Reddit does show up — but predominantly in high-volume, top-of-funnel queries. When you isolate the prompts that carry genuine purchase intent, the citation sources shift.
"The prompts that are more bottom of the funnel or higher intent — we see the citations of those be more like niche publications," Kevin explains. "Reddit captures more top of funnel, more volume. But the maybe more important prompts are citations that you maybe don't know about."
For B2B founders, the practical consequence is pointed: the third-party sources influencing your buyers at the bottom of the funnel are likely industry-specific publications you've never prioritized for outreach or contributed content. Identifying them requires measuring which sources LLMs actually cite when users ask your category's high-intent questions — not assuming the answer is Reddit.
Your Website's Actual Primary Visitor
Here is the architectural reality most B2B marketing teams haven't fully reckoned with: as more buyers conduct research inside AI platforms without clicking through, the entity most consistently and consequentially visiting your website is an AI agent, not a human.
"Bot traffic is actually your primary visitor," Kevin says. "This is a first-class type of visit."
The problem is structural. B2B websites are built for human experiences — layered with JavaScript, animations, multimedia, and visual interactions that serve no purpose for an AI crawler. These bots process content in tokens. A token-heavy page is a slow, degraded crawl that returns less accurate results and fewer citations.
"If your page is token-light — it doesn't have lots of JavaScript and media — AI is going to be able to crawl through it much faster," Kevin explains.

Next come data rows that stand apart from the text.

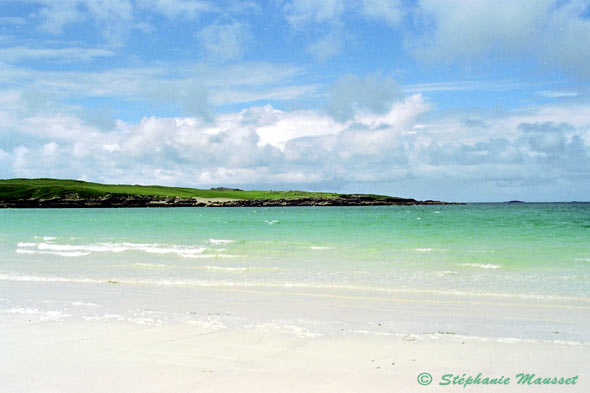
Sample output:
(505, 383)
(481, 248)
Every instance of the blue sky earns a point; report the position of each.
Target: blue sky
(446, 99)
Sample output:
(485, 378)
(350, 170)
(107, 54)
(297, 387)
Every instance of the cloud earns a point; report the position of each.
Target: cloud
(518, 155)
(60, 55)
(177, 8)
(546, 30)
(352, 94)
(225, 41)
(304, 12)
(327, 47)
(546, 137)
(113, 18)
(390, 11)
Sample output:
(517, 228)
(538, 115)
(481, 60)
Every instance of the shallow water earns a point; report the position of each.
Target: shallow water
(502, 270)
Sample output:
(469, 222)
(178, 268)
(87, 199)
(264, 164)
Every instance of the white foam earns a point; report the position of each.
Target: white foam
(25, 244)
(221, 241)
(54, 315)
(75, 250)
(58, 253)
(226, 268)
(482, 265)
(282, 327)
(23, 310)
(79, 303)
(298, 285)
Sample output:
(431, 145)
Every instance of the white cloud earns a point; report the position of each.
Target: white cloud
(177, 8)
(548, 31)
(517, 155)
(391, 11)
(302, 12)
(352, 94)
(225, 41)
(327, 47)
(113, 18)
(60, 55)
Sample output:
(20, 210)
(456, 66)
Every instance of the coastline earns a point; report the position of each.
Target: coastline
(142, 201)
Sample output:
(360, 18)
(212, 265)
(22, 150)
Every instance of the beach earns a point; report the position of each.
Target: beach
(295, 299)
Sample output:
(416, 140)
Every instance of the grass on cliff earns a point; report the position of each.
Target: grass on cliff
(11, 189)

Scrunch's technical solution is to identify AI bot traffic at the CDN edge via integrations with Cloudflare, Akamai, and similar providers, then serve a stripped-down HTML version of the page — structured facts, no superfluous code — specifically optimized for bot consumption. The outcome is more accurate crawling and stronger citation rates. The honest trade-off Kevin acknowledges: optimizing for bots can degrade the human experience. These two audiences may need to be served with genuinely separate content layers.
The Hiring Question
When it comes to building the team to own this function, Kevin's answer is precise. An SEO background is fine — with one non-negotiable caveat.

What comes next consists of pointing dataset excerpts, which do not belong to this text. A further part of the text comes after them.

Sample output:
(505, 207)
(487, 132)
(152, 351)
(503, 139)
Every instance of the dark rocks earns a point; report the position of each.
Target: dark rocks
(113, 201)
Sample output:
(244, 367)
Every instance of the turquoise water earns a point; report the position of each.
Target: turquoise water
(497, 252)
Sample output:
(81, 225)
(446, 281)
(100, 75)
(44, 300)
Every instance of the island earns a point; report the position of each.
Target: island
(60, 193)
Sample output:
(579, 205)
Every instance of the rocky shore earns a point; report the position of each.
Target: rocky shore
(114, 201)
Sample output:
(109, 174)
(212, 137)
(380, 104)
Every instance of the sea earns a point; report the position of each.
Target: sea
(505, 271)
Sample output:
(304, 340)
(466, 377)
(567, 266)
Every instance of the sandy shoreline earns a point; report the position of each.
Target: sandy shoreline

"I would hire someone with a curious mind. What experiments can we run to show up more in the search? And then are we seeing reciprocal traffic and conversions on the other end?"
The disqualifying trait isn't an SEO background. It's an inability to operate outside deterministic thinking — someone who reaches for rank tracking when the environment doesn't support it, or who treats AI search as SEO with a different name. The skillset that actually fits is closer to a growth marketer: hypothesis-driven, experiment-oriented, comfortable drawing conclusions from ambiguous signals.

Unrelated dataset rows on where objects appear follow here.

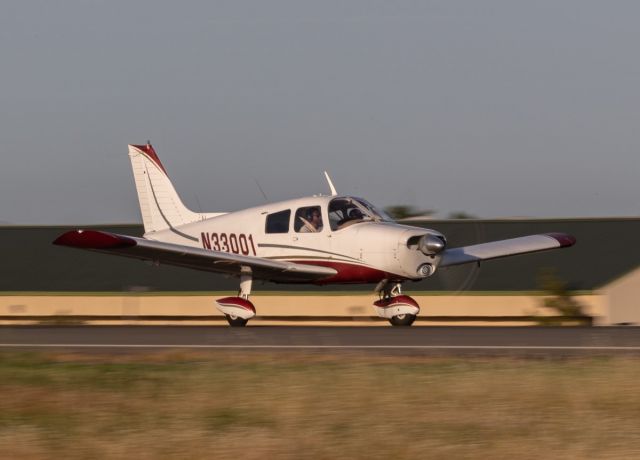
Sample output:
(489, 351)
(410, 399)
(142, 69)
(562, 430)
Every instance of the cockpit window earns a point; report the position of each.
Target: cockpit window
(278, 222)
(346, 211)
(308, 220)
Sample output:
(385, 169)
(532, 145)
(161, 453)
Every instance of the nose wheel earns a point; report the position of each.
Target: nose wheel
(399, 309)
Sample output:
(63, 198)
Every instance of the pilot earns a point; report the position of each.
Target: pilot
(355, 214)
(313, 222)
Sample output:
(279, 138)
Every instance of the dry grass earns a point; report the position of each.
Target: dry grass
(222, 405)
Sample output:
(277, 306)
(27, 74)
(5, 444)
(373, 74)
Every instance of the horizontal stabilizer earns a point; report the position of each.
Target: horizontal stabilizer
(190, 257)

The tactics may rhyme with SEO. The operating mindset is fundamentally different.
Where to Start
The practical sequence Kevin recommends: measure first, act second. Get visibility into whether your brand is being cited for the prompts that matter to your buyers. Identify which third-party sources carry authority in your space within LLMs. Find the content gaps where competitors are showing up weakly and your brand isn't showing up at all. Then build content and pursue placements with that data as your guide.
It's not a complicated framework. But it requires accepting that the starting point isn't publishing content or chasing Reddit — it's understanding the citation landscape you're actually operating in before deciding how to change it.
The marketers who figure out AI search won't do it by following someone else's playbook. They'll do it by building one from their own data.